Why is a subexpression at the start treated differently than a variable reference?
Such subtle distinctions are hard to remember, especially in the absence of a justification.
A rule that would make more sense to me is to unconditionally treat a token that starts with $
and has additional characters following the variable reference / subexpression as an expandable string as well.
(By contrast, it makes sense for a standalone variable reference / subexpression to retain its type, as it does now.)
Note that the case of a token that starts with .$
getting split into 2 arguments is not covered in the help topic at all.
Among the other special token-starting characters, the following unconditionally treat any characters that follow the end of the construct as a separate argument (which makes sense):( ' "
Write-Output (2 + 2)/H # -> 2 arguments: 4 and '/H'
Write-Output "2 + $a"/H # -> 2 arguments: '2 + 4' and '/H', assuming $a equals 4
Write-Output '2 + 2'/H # -> 2 arguments: '2 + 2' and '/H'
As an aside: This shows that bash
-style string concatenation - placing any mix of quoted and unquoted tokens right next to each other - is not generally supported in PowerShell; it only works if the 1st substring / variable reference happens to be unquoted. E.g., Write-Output H/'2 + 2'
, unlike the substrings-reversed example above, produces only a single argument.
The exception is @
: while @
does have special meaning (see Get-Help about_Splatting
) when followed by just a syntactically valid variable name (e.g., @parms
), anything else causes the token to be treated as an expandable string again:
Write-Output @parms # splatting (results in no arguments if $parms is undefined)
Write-Output @parms$a # *expandable string*: '@parms4', if $a equals 4
I think what you're sort of hitting here is more the the type "hinting" than anything else.

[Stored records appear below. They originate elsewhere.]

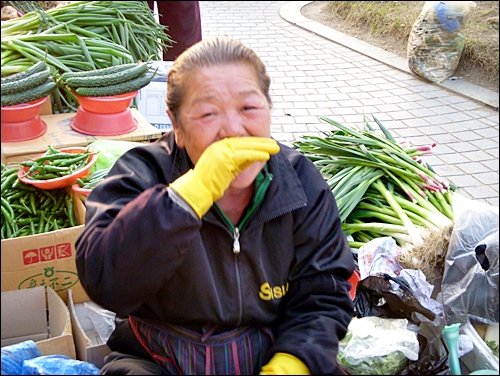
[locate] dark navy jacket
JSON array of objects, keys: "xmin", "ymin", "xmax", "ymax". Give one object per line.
[{"xmin": 76, "ymin": 132, "xmax": 354, "ymax": 374}]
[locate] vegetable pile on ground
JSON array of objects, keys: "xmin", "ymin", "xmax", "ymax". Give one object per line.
[
  {"xmin": 1, "ymin": 164, "xmax": 77, "ymax": 239},
  {"xmin": 1, "ymin": 1, "xmax": 173, "ymax": 113},
  {"xmin": 294, "ymin": 116, "xmax": 456, "ymax": 248},
  {"xmin": 1, "ymin": 61, "xmax": 56, "ymax": 107}
]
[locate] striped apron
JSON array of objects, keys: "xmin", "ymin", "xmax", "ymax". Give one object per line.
[{"xmin": 129, "ymin": 316, "xmax": 274, "ymax": 375}]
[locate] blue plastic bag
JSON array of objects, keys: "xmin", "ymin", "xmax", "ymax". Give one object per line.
[
  {"xmin": 2, "ymin": 340, "xmax": 42, "ymax": 375},
  {"xmin": 21, "ymin": 355, "xmax": 100, "ymax": 375}
]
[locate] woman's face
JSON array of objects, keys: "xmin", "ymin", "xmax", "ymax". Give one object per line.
[{"xmin": 169, "ymin": 64, "xmax": 271, "ymax": 188}]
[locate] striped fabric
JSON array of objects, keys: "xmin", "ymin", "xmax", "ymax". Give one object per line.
[{"xmin": 129, "ymin": 316, "xmax": 273, "ymax": 375}]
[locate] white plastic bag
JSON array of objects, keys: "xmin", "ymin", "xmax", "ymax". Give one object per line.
[
  {"xmin": 407, "ymin": 1, "xmax": 476, "ymax": 83},
  {"xmin": 337, "ymin": 316, "xmax": 419, "ymax": 375}
]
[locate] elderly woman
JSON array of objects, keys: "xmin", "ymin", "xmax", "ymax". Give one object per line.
[{"xmin": 76, "ymin": 38, "xmax": 354, "ymax": 375}]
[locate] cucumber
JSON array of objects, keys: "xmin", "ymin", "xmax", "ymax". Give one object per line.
[
  {"xmin": 1, "ymin": 77, "xmax": 57, "ymax": 107},
  {"xmin": 76, "ymin": 74, "xmax": 154, "ymax": 97},
  {"xmin": 1, "ymin": 70, "xmax": 50, "ymax": 95},
  {"xmin": 66, "ymin": 63, "xmax": 149, "ymax": 88},
  {"xmin": 61, "ymin": 63, "xmax": 143, "ymax": 82},
  {"xmin": 1, "ymin": 61, "xmax": 47, "ymax": 85}
]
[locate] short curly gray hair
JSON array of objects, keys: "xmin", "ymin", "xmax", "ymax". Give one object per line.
[{"xmin": 167, "ymin": 37, "xmax": 272, "ymax": 124}]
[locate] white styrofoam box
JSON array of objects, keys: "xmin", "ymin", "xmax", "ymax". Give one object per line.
[
  {"xmin": 460, "ymin": 323, "xmax": 499, "ymax": 375},
  {"xmin": 136, "ymin": 61, "xmax": 174, "ymax": 133}
]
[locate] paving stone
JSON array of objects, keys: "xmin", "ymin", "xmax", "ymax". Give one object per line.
[
  {"xmin": 481, "ymin": 159, "xmax": 499, "ymax": 172},
  {"xmin": 460, "ymin": 150, "xmax": 491, "ymax": 162},
  {"xmin": 474, "ymin": 172, "xmax": 498, "ymax": 185},
  {"xmin": 464, "ymin": 185, "xmax": 498, "ymax": 202},
  {"xmin": 200, "ymin": 1, "xmax": 499, "ymax": 206},
  {"xmin": 448, "ymin": 142, "xmax": 477, "ymax": 153},
  {"xmin": 458, "ymin": 162, "xmax": 491, "ymax": 174}
]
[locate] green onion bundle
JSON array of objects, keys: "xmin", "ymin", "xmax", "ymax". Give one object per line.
[
  {"xmin": 294, "ymin": 116, "xmax": 456, "ymax": 248},
  {"xmin": 1, "ymin": 1, "xmax": 173, "ymax": 113}
]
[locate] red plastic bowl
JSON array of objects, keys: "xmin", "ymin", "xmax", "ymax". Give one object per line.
[
  {"xmin": 71, "ymin": 183, "xmax": 92, "ymax": 197},
  {"xmin": 17, "ymin": 146, "xmax": 97, "ymax": 190},
  {"xmin": 74, "ymin": 90, "xmax": 139, "ymax": 114},
  {"xmin": 69, "ymin": 106, "xmax": 138, "ymax": 136},
  {"xmin": 2, "ymin": 96, "xmax": 49, "ymax": 123},
  {"xmin": 2, "ymin": 96, "xmax": 49, "ymax": 142}
]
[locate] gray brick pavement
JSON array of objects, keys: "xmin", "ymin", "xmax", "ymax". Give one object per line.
[{"xmin": 200, "ymin": 1, "xmax": 499, "ymax": 206}]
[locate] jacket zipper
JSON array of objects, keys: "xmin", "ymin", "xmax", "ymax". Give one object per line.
[{"xmin": 233, "ymin": 226, "xmax": 241, "ymax": 254}]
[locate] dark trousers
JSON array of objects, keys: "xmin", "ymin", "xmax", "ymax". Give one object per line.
[
  {"xmin": 148, "ymin": 1, "xmax": 202, "ymax": 61},
  {"xmin": 101, "ymin": 351, "xmax": 165, "ymax": 375}
]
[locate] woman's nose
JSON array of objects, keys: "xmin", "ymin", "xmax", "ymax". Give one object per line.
[{"xmin": 219, "ymin": 111, "xmax": 246, "ymax": 138}]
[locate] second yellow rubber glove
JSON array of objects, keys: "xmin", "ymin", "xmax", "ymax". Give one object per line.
[
  {"xmin": 170, "ymin": 137, "xmax": 280, "ymax": 218},
  {"xmin": 259, "ymin": 353, "xmax": 311, "ymax": 375}
]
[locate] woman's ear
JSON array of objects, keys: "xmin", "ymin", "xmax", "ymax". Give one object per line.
[{"xmin": 167, "ymin": 109, "xmax": 185, "ymax": 148}]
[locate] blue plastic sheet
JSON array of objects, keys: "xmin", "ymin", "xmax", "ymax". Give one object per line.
[
  {"xmin": 2, "ymin": 341, "xmax": 42, "ymax": 375},
  {"xmin": 21, "ymin": 355, "xmax": 100, "ymax": 375}
]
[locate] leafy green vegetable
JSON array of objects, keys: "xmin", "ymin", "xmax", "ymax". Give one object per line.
[{"xmin": 337, "ymin": 351, "xmax": 408, "ymax": 375}]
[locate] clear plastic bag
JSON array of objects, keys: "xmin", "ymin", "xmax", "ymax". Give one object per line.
[
  {"xmin": 438, "ymin": 205, "xmax": 499, "ymax": 325},
  {"xmin": 83, "ymin": 301, "xmax": 116, "ymax": 343},
  {"xmin": 337, "ymin": 316, "xmax": 419, "ymax": 375},
  {"xmin": 407, "ymin": 1, "xmax": 476, "ymax": 83}
]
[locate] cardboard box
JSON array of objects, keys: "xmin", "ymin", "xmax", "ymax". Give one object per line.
[
  {"xmin": 68, "ymin": 290, "xmax": 111, "ymax": 368},
  {"xmin": 1, "ymin": 188, "xmax": 89, "ymax": 304},
  {"xmin": 2, "ymin": 108, "xmax": 161, "ymax": 164},
  {"xmin": 2, "ymin": 287, "xmax": 76, "ymax": 359}
]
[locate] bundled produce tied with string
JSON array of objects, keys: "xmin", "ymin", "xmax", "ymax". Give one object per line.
[
  {"xmin": 1, "ymin": 1, "xmax": 173, "ymax": 113},
  {"xmin": 294, "ymin": 116, "xmax": 456, "ymax": 254}
]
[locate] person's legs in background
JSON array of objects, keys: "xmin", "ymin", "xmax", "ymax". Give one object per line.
[{"xmin": 148, "ymin": 1, "xmax": 202, "ymax": 61}]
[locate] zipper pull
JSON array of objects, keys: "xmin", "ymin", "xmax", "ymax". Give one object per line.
[{"xmin": 233, "ymin": 227, "xmax": 240, "ymax": 253}]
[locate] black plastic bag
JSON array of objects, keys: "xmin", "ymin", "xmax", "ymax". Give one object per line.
[
  {"xmin": 354, "ymin": 274, "xmax": 449, "ymax": 375},
  {"xmin": 441, "ymin": 205, "xmax": 499, "ymax": 325},
  {"xmin": 354, "ymin": 273, "xmax": 436, "ymax": 325}
]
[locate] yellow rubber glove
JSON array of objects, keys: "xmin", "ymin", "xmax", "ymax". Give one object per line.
[
  {"xmin": 170, "ymin": 137, "xmax": 280, "ymax": 218},
  {"xmin": 259, "ymin": 353, "xmax": 311, "ymax": 375}
]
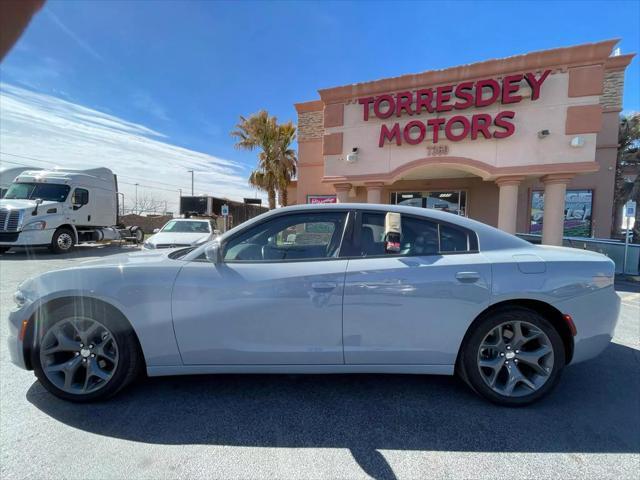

You're using Write-Output which specifies in it's Synopsis that it
Sends the specified objects to the next command in the pipeline.
This command is designed to take in an array. When it hits the first item as a string like today/ it treats it like a string. When the first item ends up being the result of a function call, that may or may not be a string, so it starts up an array.
It's telling that if you run the same command to Write-Host (which is designed to take in a string to output) it works as you'd expect it to:
Write-Host $(Get-Date)/today
Outputs
7/25/2018 1:30:43 PM /today
So I think you're edge cases you're running up against are less about the parsing, and mor about the typing that powershell uses (and tries to hide).